Share This Article
Diventati, loro malgrado, simboli del dark, i Cure continuano la loro ascesa al successo. Nel 1981 esce “Faith”, il loro quarto LP. Nel frattempo il gruppo è tornato ad essere un terzetto, dopo l’allontanamento del nuovo tastierista Matthieu Hartley, causa gravi incomprensioni con Smith. Il cantante, con questa decisione dimostra quindi di voler tenere bene in saldo le redini del gruppo, senza accettare compromessi con chicchessia. Non volendo abbandonare la nuova sonorità appena raggiunta si mette lui stesso alle tastiere, oltre a dare il suo apporto con la chitarra e la voce.
Fin dal primo brano, “The Holy Hour”, si nota come i germi lanciati da “Seventeen Seconds” siano ormai consolidati nel DNA del gruppo. Il chorus sul basso di Gallup è già diventato ormai un segno distintivo, così come il delay sulla chitarra di Smith e i testi, che continuano ad essere modellati su un senso di angoscia, quello di un uomo (ragazzo) fragile alle prese con un successo forse troppo improvviso. Si mormora fin troppo spesso nell’ambiente che il cantante sia prossimo a seguire le orme autodistruttive di Ian Curtis dei Joy Division, morto suicida. Tutto il gruppo risente dell’atmosfera di pesante decadenza e il suono prodotto ne è l’inevitabile conseguenza.

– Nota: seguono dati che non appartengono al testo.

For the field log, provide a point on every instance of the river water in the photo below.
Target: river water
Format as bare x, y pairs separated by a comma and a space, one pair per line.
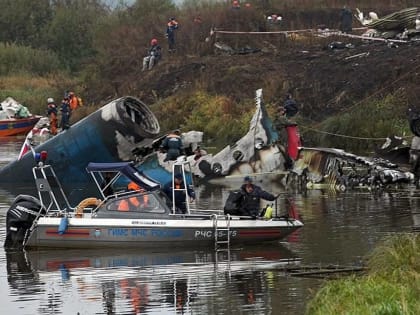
340, 228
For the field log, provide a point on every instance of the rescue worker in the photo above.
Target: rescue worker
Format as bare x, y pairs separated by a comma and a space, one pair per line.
180, 196
290, 106
52, 115
73, 101
153, 56
65, 113
170, 33
133, 203
249, 203
173, 145
236, 5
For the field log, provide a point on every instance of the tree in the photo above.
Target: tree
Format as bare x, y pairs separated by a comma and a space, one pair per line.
22, 21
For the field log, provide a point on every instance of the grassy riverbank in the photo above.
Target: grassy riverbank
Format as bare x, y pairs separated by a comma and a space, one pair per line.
391, 286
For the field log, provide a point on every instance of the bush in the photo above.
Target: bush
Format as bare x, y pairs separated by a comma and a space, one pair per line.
15, 59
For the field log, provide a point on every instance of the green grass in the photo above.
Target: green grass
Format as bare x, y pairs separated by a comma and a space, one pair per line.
392, 285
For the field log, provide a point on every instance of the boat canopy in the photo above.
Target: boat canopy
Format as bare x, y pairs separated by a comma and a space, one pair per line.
128, 170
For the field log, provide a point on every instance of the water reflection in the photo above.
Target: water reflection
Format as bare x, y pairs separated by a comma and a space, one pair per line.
133, 282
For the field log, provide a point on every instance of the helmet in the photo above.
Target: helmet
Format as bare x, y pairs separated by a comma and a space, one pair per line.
133, 186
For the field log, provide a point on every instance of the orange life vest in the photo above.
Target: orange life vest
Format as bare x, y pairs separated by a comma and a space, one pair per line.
126, 203
74, 102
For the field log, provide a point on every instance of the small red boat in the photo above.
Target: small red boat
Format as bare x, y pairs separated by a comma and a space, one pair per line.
17, 126
15, 119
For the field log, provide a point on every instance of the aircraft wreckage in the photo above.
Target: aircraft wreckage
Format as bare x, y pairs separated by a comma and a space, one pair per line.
126, 130
403, 24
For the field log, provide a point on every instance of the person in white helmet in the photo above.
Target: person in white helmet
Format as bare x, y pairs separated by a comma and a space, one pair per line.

“Primary”, uno dei brani migliori dell’album, propone una cadenza debitrice sia di “A Forest” sia di “Jumping Someone Else’s Train”. “Other Voices” e “All Cats Are Grey” (citazione shakesperiana) mantengono alta l’attenzione dello spettatore, lente e malinconiche suite dove Smith elabora la sua teoria della sconfitta e della perdita (“I never thought that I would find myself in bed amongst the stone”) e celebra l’elegia della morte. Non è un caso se a seguire arriva la seconda canzone portante dell’album, “The Funeral Party”: l’emozionante attacco della batteria e delle tastiere immerge da subito l’ascoltatore in un atmosfera surreale, pallida, eterea (“Two pale figures ache in silence, timeless, in the quiet ground side by side in age and sadness”), esponendolo ai rischi di una danza macabra, ipnotica e dolorosamente affascinante. Una maggiore asprezza traspare da “Doubt”, con le tastiere in secondo piano – il brano sembra quasi una ripresa di “So What” – mentre l’attacco di batteria di “The Drowning Man” ricorda il David Bowie di Ziggy Stardust.
A chiudere l’album la lunga “Faith”, che mette degnamente la parola fine su un lavoro aspro, duro, difficile, succube forse dello stato emotivo del suo compositore, ma forse proprio per questo ancora più affascinante e delicato. Uno di quegli album che gli amanti dei Cure adorano e che altri considerano eccessivamente patetici e senza speranza.